Got told by a girl once that the music that I listen to (Which, by the way, ranges from 3 Dog Night to Phish to Marilyn Manson to Mushroomhead to bands that make Manson look like a pretty respectable guy.) doesn't have "Meaning". I'd have been offended, but this particular girl also thought it was fashionable to have only enough brains to keep from drooling. Songs that she thought had meaning were really sappy and sad sorry country songs "sung" by women or by womanly men in cowboy hats. They all had the same meaning. Wife/Husband/Girlfriend/Boyfriend/Mother/Daughter that they loved so much died/left forever, and they're so sad but they keep going on hoping they'll come back... Usually stuff that had me grating my teeth within 30 seconds or so. Sounds like a turbocharger with a bad bearing: WEEE WEEEEEEEE SQUAAAAAAAAALL.

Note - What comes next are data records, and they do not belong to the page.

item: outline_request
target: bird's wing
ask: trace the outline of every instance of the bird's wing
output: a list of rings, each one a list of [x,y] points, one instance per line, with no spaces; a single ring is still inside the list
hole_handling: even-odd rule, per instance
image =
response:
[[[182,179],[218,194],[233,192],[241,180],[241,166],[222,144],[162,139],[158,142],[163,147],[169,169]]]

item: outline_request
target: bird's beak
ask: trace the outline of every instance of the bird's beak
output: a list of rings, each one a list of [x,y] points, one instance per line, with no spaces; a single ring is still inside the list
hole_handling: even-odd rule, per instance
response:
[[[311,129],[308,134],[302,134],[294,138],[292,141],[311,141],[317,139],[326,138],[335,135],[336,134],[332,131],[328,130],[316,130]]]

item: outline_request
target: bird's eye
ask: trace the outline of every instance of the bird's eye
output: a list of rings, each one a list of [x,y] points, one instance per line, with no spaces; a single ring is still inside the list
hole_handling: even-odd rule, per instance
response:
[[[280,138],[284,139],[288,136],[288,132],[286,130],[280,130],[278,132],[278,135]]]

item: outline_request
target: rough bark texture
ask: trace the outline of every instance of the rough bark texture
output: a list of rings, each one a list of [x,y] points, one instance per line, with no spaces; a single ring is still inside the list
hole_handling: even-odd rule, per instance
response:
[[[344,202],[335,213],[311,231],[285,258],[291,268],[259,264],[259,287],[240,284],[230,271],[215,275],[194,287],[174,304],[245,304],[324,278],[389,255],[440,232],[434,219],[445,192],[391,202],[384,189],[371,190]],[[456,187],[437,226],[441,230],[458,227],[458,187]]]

So called "Modern Rock" is scarcely better. Kinda a sick mix between rap and rock, it dominates the once good radio stations, so SOMEbody must be able to tolerate it, but I can't for the life of me think of anyone. I'd like to start my own radio station someday, Hire my friend Nick as one of the DJ's: "Hey, dudes... this is Nick... and I have like no idea what time of day it is or where I'm at... But I've got all this wicked music and an ounce, I can at least play the music for you..." And of course, someone would call whining about the fact that we would dare play Fear Factory on a station that they could turn to and how they were scared because they were afraid that they'd like it. That would be my morning show. I'd take calls from people who were trying to get all religious with me and play them on the air as I was picking on them and tormenting them without mercy. I'd report actual events happening in the middle east and the War Against World Freedom, not what the media wants you to see.

I figure it would be about a month before the whole station was shut down and anybody associated with it was arrested. Can't have any dissidents, can we?

Maybe THAT'S why I can't hear any good music when I turn on the radio...

-Mark </Mark> <!--21:53-->

4.18.2003

<Mark> Hello all... What shall be the subject of today's rambling? I don't know if I've mentioned anything or blogged anything like this or about this. I'm sure everybody reading this remembers being in school. And everybody reading this has problably noticed that there was one guy, almost always a guy, who got messed with by everybody. He couldn't do anything right, how could he be so stupid, even the faculty didn't like having him around. And what made it so much worse for that poor bastard, is he was quite a bit smarter than anyone else. Bad grades always, but always knew the answers. Remember that guy? Might have had glasses, might not. Dressed different, didn't try very hard to dress nice or dress in the current *style*. And you graduated from school thinking in your narrow minds that he would be some loser always, who didn't have any friends.

How could you be so... stupid.

Because when that person got out into the "Real World", he instantly became the most useful person to be found. Everybody who made fun, who told the jokes, who thought they were better because they were like everyone else, they are the ones who get stuck in the dead ends, the low paying cubicle jobs with their "superior" education and their $140 a week paycheck, always terrified of the layoff. Meanwhile, in some factory, some office, some wharehouse, some military base, some place somewhere, the person you made fun of, or someone like him, is solving the problems, thinking of new ways to do old things. Always a hard worker, always at work... because his friends are at work, those who admire them are those that work with him. He still doesn't dress like everyone else, he still thinks different. And he still dies laughing inside, when he sees all of the lemmings around him, doing the same thing, dressing the same way, thinking the same thoughts.

All because he was different. He looked at things, and couldn't just accept the way they were. He wanted to know WHY they were that way, and if they could work another way. He learned the most important lesson, one never taught in any school anywhere in the world:

"When someone says something can't be done, that usually just means they can't figure out how to do it."